Researchers have not found any toxins or harmful algae inside the harbor, however, and they're still attributing the die-off to a nearly complete lack of oxygen in the water.
In an e-mail sent early today to other scientists, members of the media and other interested folks, USC professor David Caron said it's not clear how the domoic acid poisoning may have contributed to conditions causing the fish kill:
Domoic acid can cause a variety of neurological disorders, and death, of animals consuming fish contaminated with the neurotoxin. Research also indicates that domoic acid poisoning can cause abnormal swimming behavior in some fish. It is possible that high levels of domoic acid in the sardines in King Harbor may have exacerbated physiological stress of the fish brought on by oxygen depletion of the water, or may have been a contributing explanation for them congregating in the harbor at very high abundances, but this has not been confirmed.The toxic algae consumed by the fish likely came from a huge bloom that's been present at least since Monday off the coast -- stretching from Point Conception to San Diego, according to researchers who've tracked the greenish-brown mass by satellite.

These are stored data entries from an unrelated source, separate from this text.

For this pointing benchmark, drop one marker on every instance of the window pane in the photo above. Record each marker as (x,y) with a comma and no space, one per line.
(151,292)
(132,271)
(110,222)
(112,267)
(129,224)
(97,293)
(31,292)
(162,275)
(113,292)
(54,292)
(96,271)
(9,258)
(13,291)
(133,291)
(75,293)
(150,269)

After the jump is the extended and fascinating email from Caron on what's been learned so far. Sampling was continuing today.
On Tuesday, March 8, 2011, King Harbor in the City of Redondo Beach experienced a massive fish kill (estimates are in the millions of fish killed), apparently mostly Pacific sardine. This event has received national and global attention. My research group at the University of Southern California has been actively working and monitoring King Harbor as a site of recurrent algal blooms since a massive fish kill occurred there in 2005. The exact cause of the 2005 event was never clearly determined, but it coincided with a large microalgal bloom. Thus, the buildup of algae and perhaps toxins produced by harmful algal species, were implicated as playing a role in the fish mortality.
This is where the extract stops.